Turning research definitions into usable clinical terms
The Mondo ontology, developed by the Monarch Initiative and led by Dr. Melissa Haendel, harmonizes rare disease definitions across clinical and genetic sources. It creates a unified, computable framework that helps standardize how rare diseases are defined and understood.
IMO Health has mapped nearly 5,000 new rare disease diagnoses and updated more than 25,000 existing terms to Mondo. The expansion enables clinicians to continue using familiar IMO Health terms when documenting in the electronic health record (EHR). Behind the scenes, those terms are connected to standardized Mondo IDs, bringing consistency across care, research, and analytics.

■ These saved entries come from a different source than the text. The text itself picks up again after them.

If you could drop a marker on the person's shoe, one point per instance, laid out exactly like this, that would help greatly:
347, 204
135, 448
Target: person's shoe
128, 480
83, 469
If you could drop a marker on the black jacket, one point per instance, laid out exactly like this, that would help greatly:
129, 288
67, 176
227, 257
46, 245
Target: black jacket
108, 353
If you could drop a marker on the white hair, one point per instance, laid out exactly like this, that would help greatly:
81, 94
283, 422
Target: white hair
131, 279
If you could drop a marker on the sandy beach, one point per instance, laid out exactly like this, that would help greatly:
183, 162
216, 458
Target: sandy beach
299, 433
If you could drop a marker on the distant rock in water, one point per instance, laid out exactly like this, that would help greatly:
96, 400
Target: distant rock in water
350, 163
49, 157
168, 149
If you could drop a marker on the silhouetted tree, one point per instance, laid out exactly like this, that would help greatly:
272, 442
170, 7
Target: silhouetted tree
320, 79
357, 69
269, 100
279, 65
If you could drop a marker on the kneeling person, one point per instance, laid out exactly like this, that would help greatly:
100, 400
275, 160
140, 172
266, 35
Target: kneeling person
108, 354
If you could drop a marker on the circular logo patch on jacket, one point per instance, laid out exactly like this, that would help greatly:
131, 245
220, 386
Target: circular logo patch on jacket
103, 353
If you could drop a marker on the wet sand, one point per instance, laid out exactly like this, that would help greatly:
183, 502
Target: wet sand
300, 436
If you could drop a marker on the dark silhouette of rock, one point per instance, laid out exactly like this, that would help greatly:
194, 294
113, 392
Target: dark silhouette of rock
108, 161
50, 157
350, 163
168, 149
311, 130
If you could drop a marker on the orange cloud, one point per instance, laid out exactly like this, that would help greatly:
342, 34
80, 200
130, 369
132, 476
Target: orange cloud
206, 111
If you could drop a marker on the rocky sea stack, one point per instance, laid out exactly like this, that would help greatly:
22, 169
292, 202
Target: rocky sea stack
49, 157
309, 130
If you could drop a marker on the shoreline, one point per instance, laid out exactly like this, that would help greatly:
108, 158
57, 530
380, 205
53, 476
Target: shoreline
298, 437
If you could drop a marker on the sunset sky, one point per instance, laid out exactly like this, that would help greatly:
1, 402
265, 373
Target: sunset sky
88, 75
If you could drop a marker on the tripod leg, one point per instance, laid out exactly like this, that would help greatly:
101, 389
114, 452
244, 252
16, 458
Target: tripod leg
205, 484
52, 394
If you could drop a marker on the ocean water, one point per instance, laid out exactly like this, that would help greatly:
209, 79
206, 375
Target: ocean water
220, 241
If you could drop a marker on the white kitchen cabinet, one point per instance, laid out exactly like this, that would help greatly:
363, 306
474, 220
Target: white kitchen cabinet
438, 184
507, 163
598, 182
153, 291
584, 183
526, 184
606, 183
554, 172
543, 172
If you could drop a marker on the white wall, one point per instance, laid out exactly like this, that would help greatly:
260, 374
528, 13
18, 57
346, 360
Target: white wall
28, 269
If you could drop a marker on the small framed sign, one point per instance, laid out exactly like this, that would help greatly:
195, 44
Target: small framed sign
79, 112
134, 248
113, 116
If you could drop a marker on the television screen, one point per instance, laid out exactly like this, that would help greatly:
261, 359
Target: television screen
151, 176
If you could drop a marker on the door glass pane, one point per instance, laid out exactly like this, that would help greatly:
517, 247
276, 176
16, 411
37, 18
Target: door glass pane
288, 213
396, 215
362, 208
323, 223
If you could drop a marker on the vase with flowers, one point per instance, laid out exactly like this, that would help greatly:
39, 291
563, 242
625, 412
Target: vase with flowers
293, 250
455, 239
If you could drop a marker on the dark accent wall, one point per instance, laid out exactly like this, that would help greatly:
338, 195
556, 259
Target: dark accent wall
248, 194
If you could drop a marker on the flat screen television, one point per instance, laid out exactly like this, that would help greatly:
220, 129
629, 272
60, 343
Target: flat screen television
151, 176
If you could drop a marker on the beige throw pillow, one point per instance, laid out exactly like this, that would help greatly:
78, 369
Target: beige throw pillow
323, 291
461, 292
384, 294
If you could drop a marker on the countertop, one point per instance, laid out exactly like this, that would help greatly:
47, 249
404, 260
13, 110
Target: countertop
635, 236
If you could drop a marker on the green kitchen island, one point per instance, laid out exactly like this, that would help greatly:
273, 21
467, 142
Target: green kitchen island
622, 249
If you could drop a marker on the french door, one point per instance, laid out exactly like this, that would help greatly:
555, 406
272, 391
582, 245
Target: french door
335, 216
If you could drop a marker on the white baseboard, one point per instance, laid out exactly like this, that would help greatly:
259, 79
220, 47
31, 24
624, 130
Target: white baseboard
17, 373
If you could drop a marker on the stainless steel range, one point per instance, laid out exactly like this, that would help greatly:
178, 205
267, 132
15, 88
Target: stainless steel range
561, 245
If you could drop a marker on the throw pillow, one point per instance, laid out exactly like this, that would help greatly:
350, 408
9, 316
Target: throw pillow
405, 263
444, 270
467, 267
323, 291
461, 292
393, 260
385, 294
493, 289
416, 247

This approach translates complex research knowledge into clinician-friendly language that fits naturally into existing workflows. The expanded terminology is available for integration into EHR systems, helping normalize structured rare disease capture as part of routine care.
Dr. Melissa Haendel, PhD, Director of Precision Health and Translational Informatics at the University of North Carolina School of Medicine and co-founder of the Monarch Initiative, has long emphasized the importance of shared disease definitions. Embedding high-quality rare disease knowledge directly into clinical workflows helps ensure that clinicians, researchers, and patients are working from the same foundation.

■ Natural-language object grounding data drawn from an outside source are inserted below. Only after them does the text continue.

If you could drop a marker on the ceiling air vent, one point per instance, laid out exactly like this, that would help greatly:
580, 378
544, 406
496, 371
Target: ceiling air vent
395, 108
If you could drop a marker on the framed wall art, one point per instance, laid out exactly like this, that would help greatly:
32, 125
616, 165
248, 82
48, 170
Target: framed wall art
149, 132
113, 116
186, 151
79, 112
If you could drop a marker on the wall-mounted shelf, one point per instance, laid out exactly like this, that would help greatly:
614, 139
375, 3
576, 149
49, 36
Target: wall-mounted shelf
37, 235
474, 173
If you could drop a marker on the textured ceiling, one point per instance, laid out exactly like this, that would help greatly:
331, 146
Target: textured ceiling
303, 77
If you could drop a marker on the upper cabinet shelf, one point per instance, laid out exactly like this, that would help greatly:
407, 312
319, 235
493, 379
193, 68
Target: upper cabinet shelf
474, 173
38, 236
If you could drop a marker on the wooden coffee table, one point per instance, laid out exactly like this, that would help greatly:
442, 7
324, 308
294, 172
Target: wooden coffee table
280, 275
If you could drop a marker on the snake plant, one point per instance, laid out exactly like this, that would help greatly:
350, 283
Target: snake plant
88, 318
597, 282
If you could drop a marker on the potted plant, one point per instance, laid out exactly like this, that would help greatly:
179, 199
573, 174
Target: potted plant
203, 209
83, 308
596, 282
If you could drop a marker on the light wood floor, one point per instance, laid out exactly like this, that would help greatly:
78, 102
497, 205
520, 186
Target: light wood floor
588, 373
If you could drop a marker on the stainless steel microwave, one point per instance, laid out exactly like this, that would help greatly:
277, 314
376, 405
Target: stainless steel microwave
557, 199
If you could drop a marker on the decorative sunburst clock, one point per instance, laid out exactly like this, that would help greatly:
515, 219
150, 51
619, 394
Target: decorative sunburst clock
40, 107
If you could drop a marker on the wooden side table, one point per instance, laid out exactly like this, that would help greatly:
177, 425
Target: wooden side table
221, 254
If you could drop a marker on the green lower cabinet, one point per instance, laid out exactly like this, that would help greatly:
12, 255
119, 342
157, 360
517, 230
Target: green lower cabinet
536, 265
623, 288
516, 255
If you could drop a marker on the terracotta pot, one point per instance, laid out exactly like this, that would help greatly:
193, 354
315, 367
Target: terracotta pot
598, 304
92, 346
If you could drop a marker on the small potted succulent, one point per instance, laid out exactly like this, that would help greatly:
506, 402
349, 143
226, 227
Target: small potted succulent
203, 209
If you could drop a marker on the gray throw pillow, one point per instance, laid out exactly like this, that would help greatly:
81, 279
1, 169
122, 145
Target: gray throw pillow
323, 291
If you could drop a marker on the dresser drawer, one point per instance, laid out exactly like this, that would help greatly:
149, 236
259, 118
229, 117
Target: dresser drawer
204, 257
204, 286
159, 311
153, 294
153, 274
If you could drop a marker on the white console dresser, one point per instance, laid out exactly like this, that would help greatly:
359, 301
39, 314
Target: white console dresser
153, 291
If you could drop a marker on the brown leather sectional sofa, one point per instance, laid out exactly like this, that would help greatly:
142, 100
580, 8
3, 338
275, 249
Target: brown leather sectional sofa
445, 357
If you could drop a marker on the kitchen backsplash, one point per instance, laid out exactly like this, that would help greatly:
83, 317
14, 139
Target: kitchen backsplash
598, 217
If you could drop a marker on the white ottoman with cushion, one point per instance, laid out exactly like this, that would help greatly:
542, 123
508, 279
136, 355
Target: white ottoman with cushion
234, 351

What more precise rare disease data makes possible
Capturing rare diseases consistently and in structured form at the source enables health systems to:
- Reduce time to diagnosis through terminology aligned with current scientific and genetic understanding
- Identify and cohort patients more accurately, with fewer false positives and less manual chart review
- Strengthen treatment planning and clinical trial matching with unified disease definitions
Research from Cincinnati Children’s highlights this potential. Using IMO Health’s terminology to identify rare disease patients in EHR data uncovered 5.5 times more diseases and 20% more patients compared to standard ICD-10 coding alone. With Mondo integration, coverage for rare genetic disease diagnoses expands from 51% to 75% while maintaining more than 99% precision.
These results point to a meaningful improvement in visibility and accuracy – both essential for patients navigating complex conditions.
A stronger foundation for research and artificial intelligence
Operationalizing Mondo within clinical workflows supports care delivery today and creates a stronger data foundation for tomorrow.
As rare disease data becomes consistently structured and computable, health systems and life sciences organizations can build more complete longitudinal patient journeys. That foundation enables better cohort identification, more reliable trial feasibility analysis, and higher quality real-world evidence.
It also supports the analytics and AI initiatives that depend on precise, standardized clinical data.
By embedding rare disease knowledge directly into its clinical vocabulary platform, IMO Health is helping make rare disease data more visible, more usable, and more actionable across the healthcare ecosystem.